U.S. defense bill could force Al Jazeera to register as foreign agent

Push underway to investigate global news organization’s ties to Qatar

The Al-Jazeera Media Network logo is seen on its headquarters building in Doha, Qatar. (photo credit: REUTERS)
The Al-Jazeera Media Network logo is seen on its headquarters building in Doha, Qatar.
(photo credit: REUTERS)
The National Defense Authorization Act signed this week could put a spotlight on Al Jazeera’s ties to the government of Qatar. The Middle East Forum congratulated US President Donald Trump for signing the law.
“This legislation includes language supported by MEF compelling greater transparency by foreign-owned media outlets operating in the United States,” the think tank said in a statement.
The NDAA is the major defense-spending bill signed annually by the president. This year’s bill included a small section relating to foreign-owned media. Concerns about such media transmitting in the US have increased since the 2016 election. The Russia Today TV network registered as a foreign agent under the Foreign Agents Registration Act under pressure in 2017. Other international media have also registered under FARA, including those in Korea and China.
In March, Sen. Ted Cruz and Representatives Josh Gottheimer and Lee Zeldin called on Attorney-General Jeff Sessions to investigate Al Jazeera’s connections to the Qatari government. “Qatar’s Al Jazeera, which the State Department has indicated is state-controlled, produces content that is anti-American, antisemitic and anti-Israel, while promoting positive coverage of terrorist organizations,” the bipartisan letter said. Along with 19 other members of Congress who signed, Gottheimer claimed in the letter that Qatar was using Al Jazeera as a “state-controlled propaganda arm.”

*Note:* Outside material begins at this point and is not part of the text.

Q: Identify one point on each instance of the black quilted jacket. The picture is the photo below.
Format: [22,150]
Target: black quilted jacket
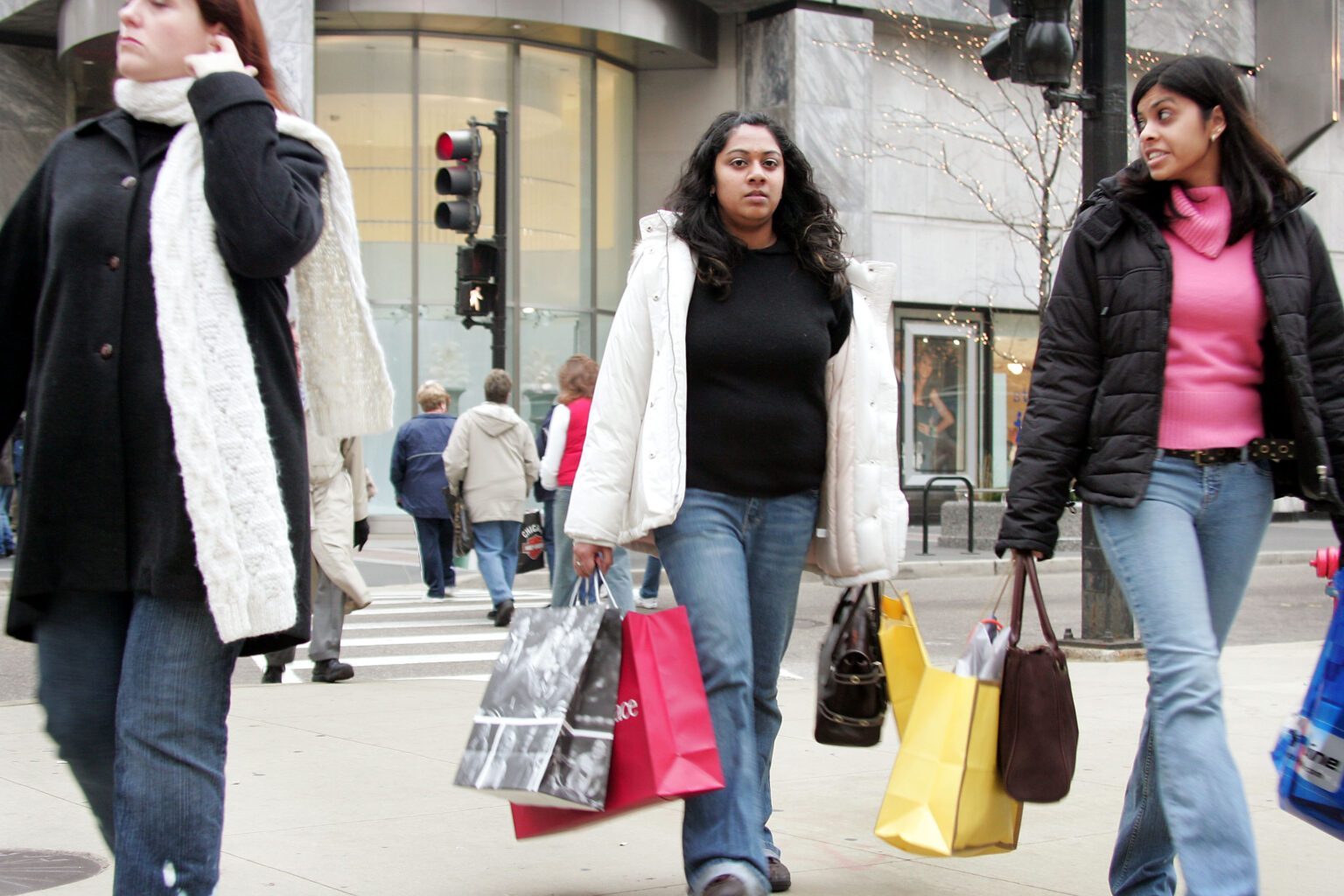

Now Congress has sought another way to potentially force Al Jazeera’s connections to Qatar out into the open. Section 722 of the NDAA is titled “Disclosure requirements for the United States-based foreign media outlets.” It calls on the Federal Communications Commission to transmit to Congress every six months details about content, and a description of the relationship of the media outlet to the foreign government, as well as the legal structure of the media entity.
Congress sought to use this section to provide greater transparency. But the senators and representatives were not clear on which country was the target of the bill. Discussions referenced Russia and China but not Qatar, and noted that the bill was only supposed to apply to foreign-based media companies that are under the “direct control of governments in our media landscape.”
The language here is more opaque than directing the FCC to look into Qatar or Al Jazeera. However, supporters of the legislation are optimistic. One person familiar with the issue said that control over Al Jazeera is confusing. “It seems the editorial bent is in line with the emir, and in reports it seems they are controlled, like RT [Russia Today] is.” The source said he hoped the bill would help expose Al Jazeera and that the legislation was a step in the right direction.
“With more transparency, we will learn more about the Qatari government’s intentions,” Gregg Roman at MEF said on August 13. Qatar’s diplomats asserted earlier this year that Al Jazeera’s journalists were independent of government control.
The move comes as Qatar is struggling against Saudi Arabia after Riyadh and several allies broke relations with Doha in 2017. Doha’s adversaries have called for it to close Al Jazeera, accusing the channel of fomenting extremism and protests.
Qatar is at the center of several embarrassing incidents in the US that revealed its attempts to find favor with lobbyists and pro-Israel activists over the last few months. In addition, Doha has worked hard to encourage a more strategic relationship with the Trump administration, even as it is accused by Riyadh of drifting toward closer relations with Iran and Turkey. Qatar is also home to a large US Air Force base.